Even as the city graduation rate steadily climbed upward, Regents Chancellor Merryl Tisch cautioned in June 2012, "New York's overall graduation rate has improved, but nearly a quarter of our students [statewide] still don't graduate after four years … And too many of those students who do graduate aren't ready for college and careers." Only 17 percent of New York City's high-school graduates meet the state's college-ready guidelines.
The mayor and his aides are quick to boast about graduation-rate gains. "More students are succeeding in our schools than ever before," the mayor said in June. "When our Administration began, schools hadn't seen significant increases in their graduation rates in more than a decade. Yet through our strategies to improve education, we've steadily improved graduation rates and student achievement for the tenth consecutive year. … [W]hile we still have more work to do, we are certainly on the right track." Schools Chancellor Dennis Walcott added that "the Mayor's leadership … has helped change the lives of tens of thousands of students over the past decade."
But City Hall is less eager to acknowledge the discrepancy between graduation and post-secondary readiness.
It is true that more students are graduating from high school – even more so from the small schools that Bloomberg, Klein and Walcott aggressively support and promote, which have an average graduation rate of 70 percent.
Yet significantly fewer small-school grads are considered college-ready – 12 percent, compared to 17 percent citywide.
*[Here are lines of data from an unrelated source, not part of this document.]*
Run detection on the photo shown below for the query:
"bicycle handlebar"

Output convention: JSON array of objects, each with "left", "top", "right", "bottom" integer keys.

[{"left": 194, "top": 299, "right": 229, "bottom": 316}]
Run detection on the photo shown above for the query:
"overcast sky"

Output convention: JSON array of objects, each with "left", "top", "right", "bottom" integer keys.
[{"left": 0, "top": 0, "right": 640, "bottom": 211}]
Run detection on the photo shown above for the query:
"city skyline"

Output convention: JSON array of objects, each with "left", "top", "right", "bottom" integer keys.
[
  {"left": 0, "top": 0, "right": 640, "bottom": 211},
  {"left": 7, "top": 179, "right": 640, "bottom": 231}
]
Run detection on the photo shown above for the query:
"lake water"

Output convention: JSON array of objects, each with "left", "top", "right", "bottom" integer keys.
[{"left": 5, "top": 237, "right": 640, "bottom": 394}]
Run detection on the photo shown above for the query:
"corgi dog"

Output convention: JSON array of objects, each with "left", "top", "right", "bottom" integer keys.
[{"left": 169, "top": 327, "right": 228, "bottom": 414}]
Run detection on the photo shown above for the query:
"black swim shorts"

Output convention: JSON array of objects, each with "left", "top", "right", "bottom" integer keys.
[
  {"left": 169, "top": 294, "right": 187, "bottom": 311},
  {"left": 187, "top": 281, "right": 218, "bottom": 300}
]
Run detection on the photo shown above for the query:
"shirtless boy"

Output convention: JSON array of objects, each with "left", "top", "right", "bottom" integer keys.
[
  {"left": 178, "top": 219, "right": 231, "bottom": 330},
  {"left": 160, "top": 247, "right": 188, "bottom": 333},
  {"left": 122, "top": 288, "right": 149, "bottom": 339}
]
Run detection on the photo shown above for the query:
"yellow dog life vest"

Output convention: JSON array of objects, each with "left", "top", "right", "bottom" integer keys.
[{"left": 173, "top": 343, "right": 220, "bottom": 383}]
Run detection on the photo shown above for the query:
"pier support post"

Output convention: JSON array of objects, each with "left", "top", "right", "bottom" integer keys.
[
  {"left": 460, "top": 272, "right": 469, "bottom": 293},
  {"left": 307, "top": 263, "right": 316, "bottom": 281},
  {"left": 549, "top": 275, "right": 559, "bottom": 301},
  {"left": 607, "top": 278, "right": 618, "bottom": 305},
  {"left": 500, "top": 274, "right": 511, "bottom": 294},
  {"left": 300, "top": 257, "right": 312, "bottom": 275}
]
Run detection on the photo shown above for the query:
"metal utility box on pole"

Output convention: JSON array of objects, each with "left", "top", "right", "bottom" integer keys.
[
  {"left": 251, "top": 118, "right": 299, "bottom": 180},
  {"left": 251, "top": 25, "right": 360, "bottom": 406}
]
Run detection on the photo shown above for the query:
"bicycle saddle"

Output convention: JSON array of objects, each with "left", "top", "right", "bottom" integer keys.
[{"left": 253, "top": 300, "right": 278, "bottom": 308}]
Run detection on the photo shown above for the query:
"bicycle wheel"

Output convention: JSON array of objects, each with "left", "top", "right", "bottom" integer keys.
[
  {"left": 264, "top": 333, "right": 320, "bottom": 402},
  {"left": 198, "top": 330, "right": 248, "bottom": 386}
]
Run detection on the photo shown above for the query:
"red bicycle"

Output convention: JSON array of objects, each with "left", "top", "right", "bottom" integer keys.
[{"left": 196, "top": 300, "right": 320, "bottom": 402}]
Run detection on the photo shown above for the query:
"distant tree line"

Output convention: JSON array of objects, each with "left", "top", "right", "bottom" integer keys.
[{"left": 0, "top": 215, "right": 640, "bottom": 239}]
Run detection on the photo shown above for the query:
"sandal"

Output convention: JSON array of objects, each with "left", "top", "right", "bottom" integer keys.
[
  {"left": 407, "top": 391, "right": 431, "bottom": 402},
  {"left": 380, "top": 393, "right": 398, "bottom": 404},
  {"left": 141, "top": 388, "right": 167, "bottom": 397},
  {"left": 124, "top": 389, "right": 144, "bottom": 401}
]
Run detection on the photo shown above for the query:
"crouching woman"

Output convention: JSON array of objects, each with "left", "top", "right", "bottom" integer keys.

One small school in Brooklyn posted a near-90 percent graduation rate – with 1 percent of students meeting college-ready minimums. Just one factor: college counselors are not on staff at every city high school – and adding them would cost the taxpayers about $800 million, according to DOE's Deputy Chancellor Shael Polakow-Suransky.
Readiness, however, is not one of Kadheem's worries. He'll be the first in his family to go to college, he says. An older brother left high school and is working; a younger sister started high school elsewhere this year ("She didn't want to have to live up to my reputation," he said, only half-joking.) Kadheem's set his sights on the academic stratosphere, planning to apply to Columbia, Harvard and Juilliard, among other schools, in hopes of becoming a lawyer and a performer – but he says he needs his test scores to increase by 150 points (on a 2400-point scale) to be considered for the schools he'd like to attend.
But he's 100 percent certain he's going, his confidence and certitude no small achievement in itself. His future feels familiar enough to taste: "It's really big!" he says, wriggling in his chair, "it's really exciting."